- They are subjective. It's hard to decide what to put on a resume about yourself.
- There's no way to know if you are doing it right. Everyone has a different opinion as to what should be included and how it should be formatted.
- They are text-intensive. (Yawn!) People get bleary-eyed reading them.
- They need to be updated a lot. With the average tenure at a job just 18 months, a resume needs to be added to regularly. However, most people fail to remember where they kept their resume file and end up starting over each time they need to look for work.
- They don't really showcase a person properly. A good resume can be made by a bad candidate and a great candidate can have a lousy resume.
1) Consistency. A job seeker can keep track of all their work history in real-time and showcase their accomplishments in one easy-to-access place.
2) Quality. A job seeker who is not 'design savvy' can create a decent online resume by following the steps offered by the technology. No more comparing 'apples to oranges' - a standard format will make it easy for the hiring manager to assess each candidate fairly.
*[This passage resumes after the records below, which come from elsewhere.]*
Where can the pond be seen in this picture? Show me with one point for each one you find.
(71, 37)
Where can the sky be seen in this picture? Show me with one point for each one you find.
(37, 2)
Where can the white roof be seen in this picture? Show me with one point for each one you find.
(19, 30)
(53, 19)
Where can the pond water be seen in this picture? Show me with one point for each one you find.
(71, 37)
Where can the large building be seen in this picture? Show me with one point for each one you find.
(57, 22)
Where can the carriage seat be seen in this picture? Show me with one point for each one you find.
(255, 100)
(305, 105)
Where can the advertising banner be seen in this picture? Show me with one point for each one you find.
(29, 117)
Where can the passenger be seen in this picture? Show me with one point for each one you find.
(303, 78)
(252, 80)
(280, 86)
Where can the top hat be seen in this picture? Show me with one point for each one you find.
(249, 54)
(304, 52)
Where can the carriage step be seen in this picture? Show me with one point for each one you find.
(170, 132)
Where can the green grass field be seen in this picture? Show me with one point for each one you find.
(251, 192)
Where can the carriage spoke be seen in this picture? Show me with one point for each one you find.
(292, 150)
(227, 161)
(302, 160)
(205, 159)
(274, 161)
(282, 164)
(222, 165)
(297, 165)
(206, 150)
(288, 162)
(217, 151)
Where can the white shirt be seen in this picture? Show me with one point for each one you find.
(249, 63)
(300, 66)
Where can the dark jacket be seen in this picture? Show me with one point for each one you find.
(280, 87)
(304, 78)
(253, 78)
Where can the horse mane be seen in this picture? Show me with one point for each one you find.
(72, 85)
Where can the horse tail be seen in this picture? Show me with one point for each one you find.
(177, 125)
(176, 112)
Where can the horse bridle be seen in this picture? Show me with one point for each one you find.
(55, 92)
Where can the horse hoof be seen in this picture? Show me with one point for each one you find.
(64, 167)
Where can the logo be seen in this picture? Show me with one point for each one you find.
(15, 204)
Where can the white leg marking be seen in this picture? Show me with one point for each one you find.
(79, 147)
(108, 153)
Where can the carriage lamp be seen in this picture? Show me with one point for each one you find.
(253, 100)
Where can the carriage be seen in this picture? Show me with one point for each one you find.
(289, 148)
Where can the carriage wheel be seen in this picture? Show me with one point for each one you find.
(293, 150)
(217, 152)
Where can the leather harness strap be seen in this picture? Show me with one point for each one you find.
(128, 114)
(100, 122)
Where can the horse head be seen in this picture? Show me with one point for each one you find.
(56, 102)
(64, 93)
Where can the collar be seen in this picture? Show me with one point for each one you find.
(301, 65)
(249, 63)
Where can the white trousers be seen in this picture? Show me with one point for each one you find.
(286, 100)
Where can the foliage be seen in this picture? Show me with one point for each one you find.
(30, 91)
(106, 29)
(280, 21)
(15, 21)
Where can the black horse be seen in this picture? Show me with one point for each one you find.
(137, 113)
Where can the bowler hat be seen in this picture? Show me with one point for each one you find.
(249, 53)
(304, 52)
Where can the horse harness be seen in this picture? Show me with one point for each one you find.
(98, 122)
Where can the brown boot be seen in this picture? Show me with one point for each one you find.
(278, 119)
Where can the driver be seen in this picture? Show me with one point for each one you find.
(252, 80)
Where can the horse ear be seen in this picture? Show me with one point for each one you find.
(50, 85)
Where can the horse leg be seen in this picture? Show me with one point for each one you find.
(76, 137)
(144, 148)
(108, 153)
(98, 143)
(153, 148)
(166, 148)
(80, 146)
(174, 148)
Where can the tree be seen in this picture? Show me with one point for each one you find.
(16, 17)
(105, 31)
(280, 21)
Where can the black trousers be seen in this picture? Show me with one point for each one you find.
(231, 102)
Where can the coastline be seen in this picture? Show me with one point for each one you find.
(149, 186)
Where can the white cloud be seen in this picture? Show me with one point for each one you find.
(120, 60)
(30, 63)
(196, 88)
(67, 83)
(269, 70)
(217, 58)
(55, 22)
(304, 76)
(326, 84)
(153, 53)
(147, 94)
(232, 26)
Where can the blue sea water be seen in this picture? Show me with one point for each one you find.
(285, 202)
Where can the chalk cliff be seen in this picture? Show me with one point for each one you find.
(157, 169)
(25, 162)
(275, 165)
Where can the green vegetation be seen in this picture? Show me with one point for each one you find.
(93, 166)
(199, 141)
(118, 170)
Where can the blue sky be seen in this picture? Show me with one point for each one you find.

3) Credibility. An on-line resume immediately adds to a job seeker's personal brand on-line, making it easier for employers to find and verify their candidacy on the Internet (something 4 out of 5 hiring managers check up on).NOTE: This doesn't mean I'm suddenly a fan of people creating YouTube video clips of themselves and pasting their photos all over their resume. This is not Facebook. But, I do think adding graphics and presentations you've developed are great examples of visuals that can be included in an on-line resume format that will make a strong impression - much more so than a regular paper resume could ever convey. My suggestion to job seekers in terms of adding visual elements to their on-line resumes is to simply remember the famous phrase by Doris Day, "People HEAR what they SEE." Hiring managers are the same, so think twice about what you put up on the internet!